Expansion of such transformative approaches can significantly improve and establish a supporting environment for the African child to grow and thrive without violence.
Role of the governments
African Governments should create and maintain a safe and conducive environment for children to grow, develop and mature properly during the period of childhood. This means that armed conflict and violence, which take a heavy toll on children‘s lives in many parts of Africa should minimized. Over and above the fact that children suffer from direct consequences of conflict and violence, such as their recruitment in armed groups, physical injuries and even death; they also suffer indirectly as a result of displacement, loss of relatives and from trauma associated with witnessing acts of violence. In addition, the denial of education and an early constructive childhood propagates the successive unproductive generations for many years which in turn affect the continents economic growth.
Whether during armed conflict or peacetime, children have the rights to protection, freedom from violence and exploitation and to a safe and supportive environment. It is imperative that a safe and conducive environment needs to be created and maintained for children to enable them to grow, develop and mature properly during the period of their childhood.
Zaitun is a midwife in Juba Teaching hospital, South Sudan. She will not go to sleep while on night duty and will move around the wards throughout to check on the mothers. She can attend to almost 6 mothers a night. Meaning by the end of the year she will have taken care of more than 2,000 mothers and their children.
John Kavoo, a boy from Dagoretti: “I never thought I could ever get this far. I had given up on life, but today I have dreams. It’s hard to think about my life before. I grew up on the streets, sleeping on the pavement, eating from the rubbish dump. I was addicted to drugs and survived through petty crimes. I wasn’t a troublemaker by choice though. At just ten years old I started working, selling recycled paper to help mum support our family. We lived in a one-roomed hut in a slum in Nairobi. I had never gone to school. Being young and naïve I got involved with a group of boys who introduced me to drugs that helped me escape the reality of my life. Within a month, I was addicted and couldn’t return home – I was too ashamed.

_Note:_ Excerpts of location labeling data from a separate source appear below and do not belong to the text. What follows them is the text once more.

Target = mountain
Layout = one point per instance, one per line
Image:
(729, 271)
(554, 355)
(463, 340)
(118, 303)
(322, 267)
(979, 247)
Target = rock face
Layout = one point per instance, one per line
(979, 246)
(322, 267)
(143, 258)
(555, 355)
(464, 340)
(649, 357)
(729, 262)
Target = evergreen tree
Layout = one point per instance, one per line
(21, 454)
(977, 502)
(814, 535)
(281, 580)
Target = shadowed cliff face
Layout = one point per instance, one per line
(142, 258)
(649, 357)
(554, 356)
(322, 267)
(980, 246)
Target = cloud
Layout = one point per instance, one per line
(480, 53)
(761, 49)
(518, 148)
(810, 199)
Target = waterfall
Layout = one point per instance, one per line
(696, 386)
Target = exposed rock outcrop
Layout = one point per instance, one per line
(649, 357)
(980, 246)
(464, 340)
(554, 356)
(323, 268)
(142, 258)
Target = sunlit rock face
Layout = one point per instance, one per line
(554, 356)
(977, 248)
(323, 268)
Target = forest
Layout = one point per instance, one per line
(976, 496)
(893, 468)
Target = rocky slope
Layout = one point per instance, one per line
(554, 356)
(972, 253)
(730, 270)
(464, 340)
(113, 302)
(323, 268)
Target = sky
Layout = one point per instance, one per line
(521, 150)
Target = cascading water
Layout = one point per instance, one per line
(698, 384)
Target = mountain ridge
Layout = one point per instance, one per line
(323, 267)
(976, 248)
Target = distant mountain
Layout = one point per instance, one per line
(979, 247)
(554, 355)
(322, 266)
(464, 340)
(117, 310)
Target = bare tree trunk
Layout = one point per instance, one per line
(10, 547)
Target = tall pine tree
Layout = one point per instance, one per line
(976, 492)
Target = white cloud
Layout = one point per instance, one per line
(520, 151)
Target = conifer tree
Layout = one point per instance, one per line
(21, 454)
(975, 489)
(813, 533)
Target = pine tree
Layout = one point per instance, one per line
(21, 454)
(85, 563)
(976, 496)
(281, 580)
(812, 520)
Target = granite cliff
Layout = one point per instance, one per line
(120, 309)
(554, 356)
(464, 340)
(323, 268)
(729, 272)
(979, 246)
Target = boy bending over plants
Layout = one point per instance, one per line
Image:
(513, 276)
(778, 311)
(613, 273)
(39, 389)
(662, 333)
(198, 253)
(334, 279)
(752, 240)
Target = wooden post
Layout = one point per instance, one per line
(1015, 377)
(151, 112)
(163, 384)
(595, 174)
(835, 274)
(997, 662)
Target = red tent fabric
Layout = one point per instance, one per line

Those years on the street taught me to trust no-one. I became a loner, even though I wasn’t alone – there are 250,000 children on the streets in Kenya and 12,000 in Dagoretti alone. And society hates us all. But one Saturday afternoon, after two years on the street, an Amref social worker, Nicholas Kiema, challenged me and a group of mates to a game of football. We loved football and the offer was too tempting. I liked Kiema and slowly began to trust him. When he suggested that we come to the project for help, I agreed. Slowly, I stopped sniffing glue, and I joined the project’s theatre group which taught me discipline and self-confidence. I eventually went home, and have trained as a mechanic. One day I will run my own garage.”